Published: 2019-08-27 15:22 | Updated: 2019-08-29 13:48

Doudna held Sjöstrand lecture and met researchers

This year’s Sjöstrand lecture was held by Professor Jennifer Doudna, best known for having developed the CRISPR/Cas-9 tool with professor Emanuelle Charpentier. Apart from the lecture itself, she was also involved in several activities during the day at which she met researchers and students from SciLifeLab and Karolinska Institutet.
“I’ve read about her work and never thought I’d get to present my own project to such an important pioneer,” says KI researcher Mihaela Zabulica.

Professor Jennifer Doudna works at the University of California, Berkeley, where her research centres on the CRISPR system, RNA interference and mikroRNA. Her visit to Stockholm began with a presentation of research and career for a hundred or so junior researchers and students at KI and SciLifeLab. A small group of researchers were then invited to present their projects, and it was during this session that Mihaela Zabulica and her colleagues were able to receive some feedback from the US researcher.

“Her comment that you can’t always take the easy road has really stayed with me,” says Ms Zabulica.

“She opted herself to take up biochemistry when it wasn’t such a hot subject, and to then research into RNA, which wasn’t such a thing then. She also stressed that you have to dare to fail to achieve the really great discoveries.” 

Mihaela Zabulica is a doctoral student at the Department of Laboratory Medicine researching into inherited liver diseases and their possible treatment with gene therapy.

“Jennifer Doudna also spoke a lot about collaborating and choosing a mentor with care,” she continues. “Many of her examples were about how a less extroverted member of a research group has been the one to ask the vital question, and how important it is to have an accepting, open culture in which everyone can express their opinions.”

Lorenzo Baronti is a doctoral student at the Department of Medical Biochemistry and Biophysics researching the same field as Professor Doudna.

“I was struck be her eye for detail in our presentations,” he says. “Jennifer Doudna travels the world talking about her own discoveries, but she clearly has her finger on the pulse as regards the structural biology of proteins and RNA research.

“I found it very inspirational to hear her thoughts about pursuing an academic career and the need for perseverance and energy when doing basic research that doesn’t always have an obvious application in, say, healthcare.”

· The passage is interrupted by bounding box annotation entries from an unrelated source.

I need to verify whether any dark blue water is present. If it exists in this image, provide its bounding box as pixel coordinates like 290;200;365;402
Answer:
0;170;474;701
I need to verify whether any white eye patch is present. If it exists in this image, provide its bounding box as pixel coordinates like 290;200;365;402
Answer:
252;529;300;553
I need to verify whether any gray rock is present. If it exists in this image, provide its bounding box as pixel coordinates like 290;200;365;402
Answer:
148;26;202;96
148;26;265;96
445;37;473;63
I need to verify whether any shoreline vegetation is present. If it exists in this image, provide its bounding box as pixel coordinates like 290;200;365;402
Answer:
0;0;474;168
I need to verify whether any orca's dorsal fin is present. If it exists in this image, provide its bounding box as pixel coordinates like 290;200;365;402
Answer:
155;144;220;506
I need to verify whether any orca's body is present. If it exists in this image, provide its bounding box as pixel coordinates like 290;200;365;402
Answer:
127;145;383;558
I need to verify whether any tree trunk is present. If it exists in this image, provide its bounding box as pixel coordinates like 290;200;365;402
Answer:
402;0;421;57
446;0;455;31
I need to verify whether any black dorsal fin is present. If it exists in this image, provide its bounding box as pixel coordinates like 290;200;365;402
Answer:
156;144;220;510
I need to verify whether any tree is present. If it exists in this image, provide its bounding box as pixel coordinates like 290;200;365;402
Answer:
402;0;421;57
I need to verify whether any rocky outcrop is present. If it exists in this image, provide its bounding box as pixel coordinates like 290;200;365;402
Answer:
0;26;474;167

Jennifer Doudna exemplified this during the morning’s lecture when saying that she could never have foreseen all the areas of application for CRISPR/Cas-9 when she started to develop an interest in RNA and mRNA mechanisms.

Later in the afternoon, Professor Doudna presented an overview of the current status of research into CRISPR and gene modification.

This was the second time that the Sjöstrand lecture has been arranged by SciLifeLab, Karolinska Institutet and the Journal of Structural Biology. It is held in memory of Fritiof Sjöstrand, a pioneer of electron microscopy at Karolinska Institutet in the 1950s.